BC Handyman;1681767 said:


> I can tell you dog, if you look at the edges og the pics, that gives you a hint what he's doing with them......nice pics btw, you know your camera & lighting a bit I can tell, take more pics of other equipment you see sitting around....or getting used.


Yeah, that would be true if I had any clue on photography other than a simple point and shoot camera and it's adjustments. I'm pure novice when it comes to cameras other than the adjustments on basic camers, such as ISO, scene mode, White balance, color effect, etc.

He's haloing the picture with obscuring the perimeter with some .... I don't know what??, but I guess it's some form of photography / photoshop feature???

Is he altering the Contrast ? Changing the ISO ???


----------



## 98K3500 (Oct 28, 2013)

The real clue for me is the "signature" on each pic. 

Dude is a professional photog. 

Sweet EQ and pics BTW.

: )


----------



## Kwagman (Jan 27, 2007)

Nice photos! Thanks for sharing!!!


----------



## VolvoL60F (Jan 9, 2011)

Thanks guys!

To answer your questions about the photos, all of them are edited. I don't have any special settings on the camera I use. Most photos turn out bland, and colorless for me as well. I use a photo editor called 'PicMonkey' through Smugmug.com. In that editor I go through a lot settings to make the photos like the ones above such as:

Exposure: Shadows, Highlights, Contrast, etc

Sharpness: Clarity, Sharpen

Colors: Saturation, Temperature

I play around with these levels until the image is set to my liking. Hope this helped, thanks for viewing my thread!

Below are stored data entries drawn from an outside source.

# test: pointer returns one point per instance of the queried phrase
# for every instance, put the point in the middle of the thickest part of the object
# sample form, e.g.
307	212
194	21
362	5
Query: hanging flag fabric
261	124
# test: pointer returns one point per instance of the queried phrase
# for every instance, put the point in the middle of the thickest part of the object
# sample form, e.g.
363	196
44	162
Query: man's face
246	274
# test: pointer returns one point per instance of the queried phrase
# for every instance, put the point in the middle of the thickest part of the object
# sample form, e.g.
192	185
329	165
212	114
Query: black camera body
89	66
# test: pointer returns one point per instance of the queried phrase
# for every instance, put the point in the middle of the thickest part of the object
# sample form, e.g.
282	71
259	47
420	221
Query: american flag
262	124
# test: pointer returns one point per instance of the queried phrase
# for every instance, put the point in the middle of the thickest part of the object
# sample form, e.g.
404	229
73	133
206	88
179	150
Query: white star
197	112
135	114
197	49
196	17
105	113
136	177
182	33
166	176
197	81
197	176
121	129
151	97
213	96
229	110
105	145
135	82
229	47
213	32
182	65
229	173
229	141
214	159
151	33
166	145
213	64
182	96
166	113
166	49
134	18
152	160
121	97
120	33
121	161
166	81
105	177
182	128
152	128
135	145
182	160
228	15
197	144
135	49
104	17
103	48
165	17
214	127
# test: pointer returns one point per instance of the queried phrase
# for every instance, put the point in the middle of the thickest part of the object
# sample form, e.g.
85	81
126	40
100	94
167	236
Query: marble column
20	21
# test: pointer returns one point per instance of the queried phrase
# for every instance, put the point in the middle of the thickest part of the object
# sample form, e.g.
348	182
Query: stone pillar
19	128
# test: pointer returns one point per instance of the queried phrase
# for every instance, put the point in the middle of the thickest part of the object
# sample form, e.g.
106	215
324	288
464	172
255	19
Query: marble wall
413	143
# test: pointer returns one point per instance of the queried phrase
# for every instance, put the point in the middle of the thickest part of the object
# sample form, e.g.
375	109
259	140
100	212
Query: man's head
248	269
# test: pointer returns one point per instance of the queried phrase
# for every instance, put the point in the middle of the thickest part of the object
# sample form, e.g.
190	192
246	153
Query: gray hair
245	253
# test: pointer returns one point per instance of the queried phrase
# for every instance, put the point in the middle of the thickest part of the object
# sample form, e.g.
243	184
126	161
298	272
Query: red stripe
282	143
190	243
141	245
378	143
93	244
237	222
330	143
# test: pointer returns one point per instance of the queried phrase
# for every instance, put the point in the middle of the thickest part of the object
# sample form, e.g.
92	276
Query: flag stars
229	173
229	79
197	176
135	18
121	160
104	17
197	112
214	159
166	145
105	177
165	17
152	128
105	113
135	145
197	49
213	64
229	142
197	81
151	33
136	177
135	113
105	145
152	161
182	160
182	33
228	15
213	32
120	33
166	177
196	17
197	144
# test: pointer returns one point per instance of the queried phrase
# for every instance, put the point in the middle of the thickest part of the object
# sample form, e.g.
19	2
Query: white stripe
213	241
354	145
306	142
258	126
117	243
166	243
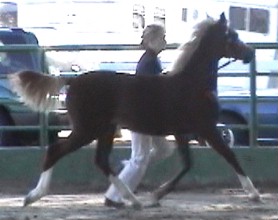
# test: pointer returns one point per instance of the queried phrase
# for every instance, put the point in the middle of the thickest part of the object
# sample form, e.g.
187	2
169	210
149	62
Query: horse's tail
38	91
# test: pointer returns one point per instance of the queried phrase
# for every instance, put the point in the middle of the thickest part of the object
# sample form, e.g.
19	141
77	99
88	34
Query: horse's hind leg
53	154
216	141
104	147
184	152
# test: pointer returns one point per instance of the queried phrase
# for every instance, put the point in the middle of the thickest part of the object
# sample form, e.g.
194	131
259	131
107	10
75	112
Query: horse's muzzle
249	55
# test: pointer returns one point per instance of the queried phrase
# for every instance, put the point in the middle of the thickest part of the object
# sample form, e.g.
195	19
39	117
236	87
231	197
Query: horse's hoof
255	197
153	205
27	201
32	197
137	206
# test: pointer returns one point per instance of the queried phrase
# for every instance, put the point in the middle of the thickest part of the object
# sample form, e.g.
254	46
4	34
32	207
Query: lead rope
227	63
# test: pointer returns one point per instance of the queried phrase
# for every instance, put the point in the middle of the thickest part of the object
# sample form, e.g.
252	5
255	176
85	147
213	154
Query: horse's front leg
184	152
104	147
215	140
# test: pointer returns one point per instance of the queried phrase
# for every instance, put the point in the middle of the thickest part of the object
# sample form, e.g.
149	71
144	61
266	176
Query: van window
259	20
237	17
249	19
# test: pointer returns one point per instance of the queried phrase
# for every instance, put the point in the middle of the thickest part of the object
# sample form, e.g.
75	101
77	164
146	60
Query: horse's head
229	44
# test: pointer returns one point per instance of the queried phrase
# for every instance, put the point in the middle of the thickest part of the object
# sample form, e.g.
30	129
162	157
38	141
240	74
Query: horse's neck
201	71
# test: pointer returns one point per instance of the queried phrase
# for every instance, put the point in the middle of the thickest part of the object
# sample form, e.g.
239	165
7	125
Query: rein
227	63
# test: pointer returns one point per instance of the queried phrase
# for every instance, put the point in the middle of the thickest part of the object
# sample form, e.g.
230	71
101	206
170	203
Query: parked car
12	113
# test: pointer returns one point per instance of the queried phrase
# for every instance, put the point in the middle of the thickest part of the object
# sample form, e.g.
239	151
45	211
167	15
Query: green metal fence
43	127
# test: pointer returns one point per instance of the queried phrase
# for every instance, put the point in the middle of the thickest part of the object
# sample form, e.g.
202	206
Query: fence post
253	123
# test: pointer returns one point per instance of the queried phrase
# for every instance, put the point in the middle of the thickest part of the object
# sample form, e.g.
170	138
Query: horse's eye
232	37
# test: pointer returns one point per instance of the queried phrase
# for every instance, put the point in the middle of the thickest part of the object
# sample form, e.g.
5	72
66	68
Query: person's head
153	38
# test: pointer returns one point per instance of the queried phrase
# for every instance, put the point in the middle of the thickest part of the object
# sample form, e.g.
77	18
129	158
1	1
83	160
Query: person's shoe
112	204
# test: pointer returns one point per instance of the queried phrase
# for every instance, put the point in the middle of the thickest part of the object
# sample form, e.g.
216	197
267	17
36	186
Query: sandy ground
193	205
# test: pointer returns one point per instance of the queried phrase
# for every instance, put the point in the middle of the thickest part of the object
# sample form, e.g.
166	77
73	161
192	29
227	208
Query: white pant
144	148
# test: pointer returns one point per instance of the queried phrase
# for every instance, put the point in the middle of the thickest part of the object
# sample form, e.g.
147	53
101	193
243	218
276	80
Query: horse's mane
188	48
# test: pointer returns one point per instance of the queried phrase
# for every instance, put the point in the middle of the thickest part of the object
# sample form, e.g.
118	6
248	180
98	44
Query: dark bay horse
178	104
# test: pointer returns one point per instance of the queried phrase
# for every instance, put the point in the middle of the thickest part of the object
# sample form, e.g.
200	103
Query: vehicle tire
241	137
7	138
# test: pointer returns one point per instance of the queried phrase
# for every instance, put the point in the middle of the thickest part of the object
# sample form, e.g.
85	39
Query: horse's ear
223	19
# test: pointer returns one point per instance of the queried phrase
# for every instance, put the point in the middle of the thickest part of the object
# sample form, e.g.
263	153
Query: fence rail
44	127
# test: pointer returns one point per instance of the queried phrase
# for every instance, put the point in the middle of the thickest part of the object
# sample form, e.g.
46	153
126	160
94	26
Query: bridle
227	63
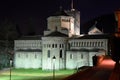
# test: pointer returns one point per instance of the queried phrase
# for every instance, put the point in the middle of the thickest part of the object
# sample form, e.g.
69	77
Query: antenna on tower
72	7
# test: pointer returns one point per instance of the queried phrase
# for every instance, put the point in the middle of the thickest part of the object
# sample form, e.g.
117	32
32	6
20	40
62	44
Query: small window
60	45
71	56
55	45
60	53
81	56
52	45
19	55
26	55
48	54
35	56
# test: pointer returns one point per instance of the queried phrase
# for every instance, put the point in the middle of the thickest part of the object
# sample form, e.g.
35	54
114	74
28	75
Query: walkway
101	72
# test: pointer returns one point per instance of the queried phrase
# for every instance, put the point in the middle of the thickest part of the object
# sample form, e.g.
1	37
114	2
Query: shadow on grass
48	78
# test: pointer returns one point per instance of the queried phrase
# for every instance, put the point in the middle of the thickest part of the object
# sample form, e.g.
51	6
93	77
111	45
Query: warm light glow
107	63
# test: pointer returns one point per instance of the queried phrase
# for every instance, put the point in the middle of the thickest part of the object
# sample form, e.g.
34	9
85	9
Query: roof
61	12
36	37
56	34
98	36
29	50
87	50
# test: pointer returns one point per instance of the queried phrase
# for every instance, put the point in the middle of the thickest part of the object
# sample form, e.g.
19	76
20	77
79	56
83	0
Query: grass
34	74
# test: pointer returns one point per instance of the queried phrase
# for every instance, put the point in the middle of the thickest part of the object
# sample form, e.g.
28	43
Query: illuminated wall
117	15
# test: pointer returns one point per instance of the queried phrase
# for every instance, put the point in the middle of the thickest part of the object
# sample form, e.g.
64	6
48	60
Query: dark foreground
102	72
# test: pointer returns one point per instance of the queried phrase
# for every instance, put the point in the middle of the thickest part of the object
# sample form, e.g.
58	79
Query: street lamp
54	58
10	67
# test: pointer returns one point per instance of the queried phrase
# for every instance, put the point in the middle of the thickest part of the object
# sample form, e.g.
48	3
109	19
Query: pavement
101	72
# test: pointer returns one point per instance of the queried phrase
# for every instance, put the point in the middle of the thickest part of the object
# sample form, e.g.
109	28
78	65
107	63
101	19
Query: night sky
35	12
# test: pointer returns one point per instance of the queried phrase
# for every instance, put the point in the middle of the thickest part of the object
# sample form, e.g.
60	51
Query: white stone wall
27	60
89	44
28	54
27	44
54	45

Check out my website for more photos like these!
http://bouzakinephotography.smugmug.com/


----------



## ryde307 (Dec 3, 2009)

Lots of cool pictures on your page. Nice work.


----------



## Mark13 (Dec 3, 2006)

Dogplow Dodge;1681748 said:


> Are you pictures so detailed and rich because of the settings on the camera, or is it one of those SLR cameras with 200 million pixels ?


Point and Shoot Cameras can have the same number of Pixels as a DSLR, the DSLR will always take better pictures for multiple different reasons, the most noticeable is the sensor is bigger.


----------



## MatthewG (Jun 16, 2009)

I will take #61 please


----------



## SnowGuy73 (Apr 7, 2003)

I will take number 70.


----------



## CityGuy (Dec 19, 2008)

Those are some sweet looking rigs.

Would love to just drive one once.


----------



## DugHD (Nov 1, 2005)

Great pics ! Does the airport plow themselves? I thought Grover plowed the runways in years past.


----------



## unhcp (Jan 20, 2010)

very nice stuff, ready for snow!


----------



## VolvoL60F (Jan 9, 2011)

DugHD;1720560 said:


> Great pics ! Does the airport plow themselves? I thought Grover plowed the runways in years past.

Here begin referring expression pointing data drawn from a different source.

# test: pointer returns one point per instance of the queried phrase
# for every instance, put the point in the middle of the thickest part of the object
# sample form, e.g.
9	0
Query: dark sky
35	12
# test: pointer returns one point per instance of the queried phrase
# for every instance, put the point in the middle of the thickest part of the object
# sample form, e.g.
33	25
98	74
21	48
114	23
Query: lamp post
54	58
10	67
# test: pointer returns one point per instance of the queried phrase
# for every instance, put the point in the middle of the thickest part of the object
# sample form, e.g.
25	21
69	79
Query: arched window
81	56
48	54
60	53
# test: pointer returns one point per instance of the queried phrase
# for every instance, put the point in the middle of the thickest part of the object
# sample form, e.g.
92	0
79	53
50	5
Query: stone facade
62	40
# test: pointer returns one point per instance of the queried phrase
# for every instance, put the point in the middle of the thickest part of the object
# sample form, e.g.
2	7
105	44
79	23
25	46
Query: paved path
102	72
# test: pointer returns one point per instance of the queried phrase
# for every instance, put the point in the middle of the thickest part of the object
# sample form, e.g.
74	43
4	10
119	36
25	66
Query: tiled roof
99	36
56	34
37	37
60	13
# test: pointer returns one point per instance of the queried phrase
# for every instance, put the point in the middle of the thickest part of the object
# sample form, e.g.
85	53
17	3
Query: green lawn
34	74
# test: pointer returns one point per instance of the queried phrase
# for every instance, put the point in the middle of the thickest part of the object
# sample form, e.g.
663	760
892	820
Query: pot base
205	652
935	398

Thanks! Grover still plows the runways, but only during the big storms. The City of Portland uses their own equipment for smaller storms. But both Portland and Grover plow together when big storms hit.



unhcp;1722610 said:


> very nice stuff, ready for snow!


Thanks!


----------



## CityGuy (Dec 19, 2008)

SnowGuy73;1683381 said:


> I will take number 70.


You couldn't handle that. LOL


----------



## Green Grass (Dec 5, 2006)

I will take number 61 please.


----------